小説

『夢三夜 流転』長月竜胆(『夢十夜』)

第一夜 欲――現在――
 こんな夢を見た。
 私は、切り立った崖の上に立っている。岩と土の混ざった地面と、一本の枯れ木。その向こうで、世界は二つに割れている。
 月のない星空。波のない海原。境界では、歪みのない水平線が地球の輪郭を描いている。
 景色を眺めていると、木の陰から若い女が姿を覗かせた。
 艶やかな長い黒髪。
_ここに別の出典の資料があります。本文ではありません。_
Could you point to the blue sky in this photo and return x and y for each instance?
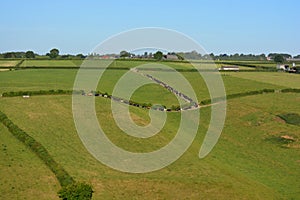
(232, 26)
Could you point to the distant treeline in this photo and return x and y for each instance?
(193, 55)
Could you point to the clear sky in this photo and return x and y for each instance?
(220, 26)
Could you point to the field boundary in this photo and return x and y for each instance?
(61, 174)
(145, 105)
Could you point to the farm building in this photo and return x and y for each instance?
(229, 68)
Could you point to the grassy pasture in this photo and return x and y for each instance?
(23, 175)
(275, 78)
(242, 162)
(247, 162)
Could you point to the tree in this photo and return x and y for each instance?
(279, 58)
(54, 53)
(29, 54)
(158, 55)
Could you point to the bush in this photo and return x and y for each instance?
(292, 90)
(76, 191)
(62, 176)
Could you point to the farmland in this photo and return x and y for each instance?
(250, 161)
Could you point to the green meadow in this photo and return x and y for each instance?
(250, 161)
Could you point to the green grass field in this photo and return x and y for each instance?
(249, 161)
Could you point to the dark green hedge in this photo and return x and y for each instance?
(76, 191)
(63, 177)
(292, 90)
(40, 92)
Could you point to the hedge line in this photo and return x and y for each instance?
(40, 92)
(62, 176)
(237, 95)
(292, 90)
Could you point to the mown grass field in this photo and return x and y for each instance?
(248, 162)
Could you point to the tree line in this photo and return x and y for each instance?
(158, 55)
(52, 54)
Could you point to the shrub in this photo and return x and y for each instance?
(62, 176)
(76, 191)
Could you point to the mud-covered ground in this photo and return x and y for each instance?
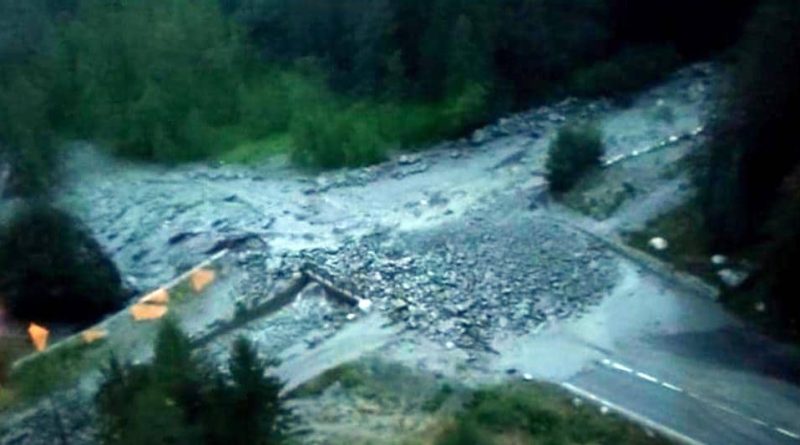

水晶玉のような大きく丸い瞳。それらに幾千の星を映した、まるで女神のような女だった。
「――どうして、約束を破ったの?」
 女は目から流れ星のような滴を零して言った。
 私が答えられずにいると、女は青いバラを足下に置いた。
「さようなら――」
 女はゆっくりと後ずさりをして、崖の向こうへ消える。
 女が飛び降りるのと同時に、海の果てでは日が昇り始めた。いつの間にか、私の手には赤い彼岸花が握られている。それをそっと青いバラに添えた。
 燃えるような朝焼けに佇んでいると、ふと後ろから名を呼ばれた気がした。
――そうだ。帰らなければいけない。
 私は思い出して、その景色に背を向ける。

第二夜 色――未来――
 こんな夢を見た。
 気が遠くなるほど真っすぐと延びた、狭く薄暗いトンネル。果てに待つ朧な暗闇へ向け、私は歩いている。
 照明はない。代わりに小さな窓が点々とあって、わずかな光を取り込んでいた。
 窓は、移ろう絵画のようでもあった。海や山、田園風景から都会の喧騒まで映し出していた。時刻も疎らで、無機質な空間に色を与える。
 眺めながら歩いていると、ふと正面に人影が揺れた。十にも満たないくらいの少女だった。
 私は声をかける。
「君、一人? 迷子かな?」
 すると少女は、
「迷子じゃないよ。行く場所があるから。あなたはどこへ行くの?」
 私は考えたが、
「分からない」
 そう答えるしかなかった。
「じゃあ迷子だね」
 少女は笑いながら言って、飴玉をくれる。